Abstract

Background

Generally, alpha-1 antitrypsin deficiency (AATD) is suspected in young patients with pulmonary emphysema or chronic obstructive pulmonary disease (COPD). Patients often suffer from diagnostic gaps and are misdiagnosed with chronic obstructive pulmonary disease (COPD), asthma, and airway hyperresponsiveness (AHR), as AATD may present with nonspecific respiratory symptoms. It is never too late to suspect AATD, especially in a patient with an unusual medical history.
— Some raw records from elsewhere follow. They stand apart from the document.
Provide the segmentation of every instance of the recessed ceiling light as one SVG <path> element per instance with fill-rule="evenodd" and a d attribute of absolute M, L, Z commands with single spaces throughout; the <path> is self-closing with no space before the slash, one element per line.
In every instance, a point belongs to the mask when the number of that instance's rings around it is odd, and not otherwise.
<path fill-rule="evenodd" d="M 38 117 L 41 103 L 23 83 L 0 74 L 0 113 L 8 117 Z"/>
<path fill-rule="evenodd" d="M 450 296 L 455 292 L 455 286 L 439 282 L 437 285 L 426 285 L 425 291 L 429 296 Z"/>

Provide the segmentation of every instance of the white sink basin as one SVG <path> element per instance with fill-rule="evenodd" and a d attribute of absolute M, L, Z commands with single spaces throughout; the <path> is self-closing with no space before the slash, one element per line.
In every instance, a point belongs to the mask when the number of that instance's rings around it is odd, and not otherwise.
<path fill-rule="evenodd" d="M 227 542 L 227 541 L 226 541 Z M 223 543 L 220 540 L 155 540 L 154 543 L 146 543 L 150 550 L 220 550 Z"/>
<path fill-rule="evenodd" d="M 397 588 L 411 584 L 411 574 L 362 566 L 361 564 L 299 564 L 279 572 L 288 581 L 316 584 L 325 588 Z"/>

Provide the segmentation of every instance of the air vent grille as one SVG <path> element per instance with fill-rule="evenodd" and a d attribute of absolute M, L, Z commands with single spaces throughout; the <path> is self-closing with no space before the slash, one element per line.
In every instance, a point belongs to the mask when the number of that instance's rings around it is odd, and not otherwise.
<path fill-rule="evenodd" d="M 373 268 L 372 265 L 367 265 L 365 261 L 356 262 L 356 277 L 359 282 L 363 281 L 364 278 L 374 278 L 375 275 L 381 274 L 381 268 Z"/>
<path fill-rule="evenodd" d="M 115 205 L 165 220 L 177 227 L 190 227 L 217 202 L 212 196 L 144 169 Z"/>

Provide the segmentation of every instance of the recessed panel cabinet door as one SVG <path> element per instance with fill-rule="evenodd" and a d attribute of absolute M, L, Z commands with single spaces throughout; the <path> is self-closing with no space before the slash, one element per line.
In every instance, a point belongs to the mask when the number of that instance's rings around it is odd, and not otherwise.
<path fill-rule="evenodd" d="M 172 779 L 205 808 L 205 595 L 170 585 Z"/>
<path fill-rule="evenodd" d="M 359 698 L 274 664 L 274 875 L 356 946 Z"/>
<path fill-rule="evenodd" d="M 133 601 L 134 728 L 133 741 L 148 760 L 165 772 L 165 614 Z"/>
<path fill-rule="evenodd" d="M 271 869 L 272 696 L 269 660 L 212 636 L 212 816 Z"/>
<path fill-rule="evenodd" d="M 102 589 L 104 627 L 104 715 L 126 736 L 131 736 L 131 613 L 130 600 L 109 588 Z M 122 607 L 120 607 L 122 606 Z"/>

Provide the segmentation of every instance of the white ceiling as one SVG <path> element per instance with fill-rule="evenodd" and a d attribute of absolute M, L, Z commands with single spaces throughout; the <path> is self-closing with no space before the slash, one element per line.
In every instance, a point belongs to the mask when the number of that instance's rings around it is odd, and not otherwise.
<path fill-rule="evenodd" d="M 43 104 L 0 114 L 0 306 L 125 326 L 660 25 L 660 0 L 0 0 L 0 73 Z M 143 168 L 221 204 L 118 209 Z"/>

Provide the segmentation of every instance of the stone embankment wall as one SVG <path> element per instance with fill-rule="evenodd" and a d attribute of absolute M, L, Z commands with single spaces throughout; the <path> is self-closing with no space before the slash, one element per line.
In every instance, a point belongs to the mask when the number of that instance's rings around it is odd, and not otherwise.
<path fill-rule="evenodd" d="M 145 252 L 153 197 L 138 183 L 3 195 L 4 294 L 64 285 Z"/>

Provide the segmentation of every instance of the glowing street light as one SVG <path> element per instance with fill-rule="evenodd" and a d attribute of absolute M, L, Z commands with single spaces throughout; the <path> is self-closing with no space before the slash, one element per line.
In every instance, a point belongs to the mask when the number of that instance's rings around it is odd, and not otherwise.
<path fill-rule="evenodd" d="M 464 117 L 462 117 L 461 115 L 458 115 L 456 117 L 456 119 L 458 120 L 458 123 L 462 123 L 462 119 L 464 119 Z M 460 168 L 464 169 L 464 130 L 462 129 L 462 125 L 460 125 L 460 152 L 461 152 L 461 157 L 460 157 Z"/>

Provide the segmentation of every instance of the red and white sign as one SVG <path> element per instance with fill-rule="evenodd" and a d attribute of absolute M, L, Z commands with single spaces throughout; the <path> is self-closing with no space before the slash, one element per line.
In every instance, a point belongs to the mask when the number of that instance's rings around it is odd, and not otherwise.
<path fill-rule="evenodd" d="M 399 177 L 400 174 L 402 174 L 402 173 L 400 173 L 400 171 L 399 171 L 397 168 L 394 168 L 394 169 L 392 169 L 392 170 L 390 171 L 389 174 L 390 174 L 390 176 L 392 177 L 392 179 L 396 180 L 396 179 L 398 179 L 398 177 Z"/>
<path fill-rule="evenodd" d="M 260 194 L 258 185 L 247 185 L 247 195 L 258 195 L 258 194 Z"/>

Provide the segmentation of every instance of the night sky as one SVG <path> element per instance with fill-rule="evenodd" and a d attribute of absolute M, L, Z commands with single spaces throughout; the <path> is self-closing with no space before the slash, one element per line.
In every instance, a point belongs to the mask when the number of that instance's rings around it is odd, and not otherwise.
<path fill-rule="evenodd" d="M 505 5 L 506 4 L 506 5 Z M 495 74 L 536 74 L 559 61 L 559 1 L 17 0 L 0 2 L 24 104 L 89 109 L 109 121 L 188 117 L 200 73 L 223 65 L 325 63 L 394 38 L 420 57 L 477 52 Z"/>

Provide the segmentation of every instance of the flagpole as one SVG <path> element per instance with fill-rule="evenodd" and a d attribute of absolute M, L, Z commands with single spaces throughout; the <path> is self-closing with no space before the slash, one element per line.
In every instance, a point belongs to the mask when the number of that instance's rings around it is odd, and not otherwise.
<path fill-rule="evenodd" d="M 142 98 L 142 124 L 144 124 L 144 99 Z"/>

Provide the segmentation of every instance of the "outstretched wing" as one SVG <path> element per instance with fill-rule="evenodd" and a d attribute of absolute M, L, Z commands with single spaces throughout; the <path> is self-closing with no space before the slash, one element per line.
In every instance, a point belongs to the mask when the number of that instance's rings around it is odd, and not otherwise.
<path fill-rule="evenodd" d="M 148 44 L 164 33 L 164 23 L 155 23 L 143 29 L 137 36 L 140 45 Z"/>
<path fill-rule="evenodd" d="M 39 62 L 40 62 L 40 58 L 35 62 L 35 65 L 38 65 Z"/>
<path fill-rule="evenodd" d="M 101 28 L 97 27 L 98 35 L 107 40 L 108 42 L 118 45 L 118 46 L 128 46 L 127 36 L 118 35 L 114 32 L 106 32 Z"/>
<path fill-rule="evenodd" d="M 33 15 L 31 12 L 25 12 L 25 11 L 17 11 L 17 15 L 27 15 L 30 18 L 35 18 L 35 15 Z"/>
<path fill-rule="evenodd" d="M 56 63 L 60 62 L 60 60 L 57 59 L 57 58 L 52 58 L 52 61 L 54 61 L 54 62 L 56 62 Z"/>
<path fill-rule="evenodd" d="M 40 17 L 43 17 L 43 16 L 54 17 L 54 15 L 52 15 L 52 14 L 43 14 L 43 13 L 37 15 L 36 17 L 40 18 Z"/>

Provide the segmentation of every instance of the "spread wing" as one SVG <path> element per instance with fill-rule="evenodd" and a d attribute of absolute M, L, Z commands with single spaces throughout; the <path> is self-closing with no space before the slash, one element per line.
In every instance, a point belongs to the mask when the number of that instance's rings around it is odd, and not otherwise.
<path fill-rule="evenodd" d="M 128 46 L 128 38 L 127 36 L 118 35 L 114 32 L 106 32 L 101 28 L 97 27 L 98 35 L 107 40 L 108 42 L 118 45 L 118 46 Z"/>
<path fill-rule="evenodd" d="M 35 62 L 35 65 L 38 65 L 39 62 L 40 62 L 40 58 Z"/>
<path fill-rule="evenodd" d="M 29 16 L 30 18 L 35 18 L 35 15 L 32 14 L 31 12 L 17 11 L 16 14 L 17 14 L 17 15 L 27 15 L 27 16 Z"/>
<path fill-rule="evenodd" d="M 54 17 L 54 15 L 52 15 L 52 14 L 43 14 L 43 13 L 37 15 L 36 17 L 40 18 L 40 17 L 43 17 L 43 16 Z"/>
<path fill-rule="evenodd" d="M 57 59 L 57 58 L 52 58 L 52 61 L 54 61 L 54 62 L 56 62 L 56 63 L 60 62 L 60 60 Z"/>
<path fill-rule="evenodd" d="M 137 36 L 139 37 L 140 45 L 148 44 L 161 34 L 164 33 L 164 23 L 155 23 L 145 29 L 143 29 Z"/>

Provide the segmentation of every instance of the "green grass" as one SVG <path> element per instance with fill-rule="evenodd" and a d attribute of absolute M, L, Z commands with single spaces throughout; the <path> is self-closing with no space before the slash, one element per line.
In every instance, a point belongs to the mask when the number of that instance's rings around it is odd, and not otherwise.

In recent years, evidence is beginning to emerge that there may be value in identifying and treating patients who do not already have deterioration of functional parameters.

Case presentation

We describe a case of a 69-year-old Caucasian female patient, late diagnosis of AATD, with both severe bronchial hyperreactivity and numerous exacerbations due to the peculiar clinical history and the presence of a rare mutation; although not presenting forced expiratory volume in 1 second (FEV₁) between 30 and 65%, the patient was treated with alpha-1 antitrypsin (AAT) augmentation therapy and achieved clinical and functional improvement.

Conclusion

AATD should always be suspected. The Alpha-1 Foundation recommendations for the diagnosis and management of AATD in adult patients indicate that treatment should be provided for patients with FEV₁ between 30 and 65%. It may be useful to evaluate and treat patients based on clinical symptoms, even outside the established parameters, in particular cases.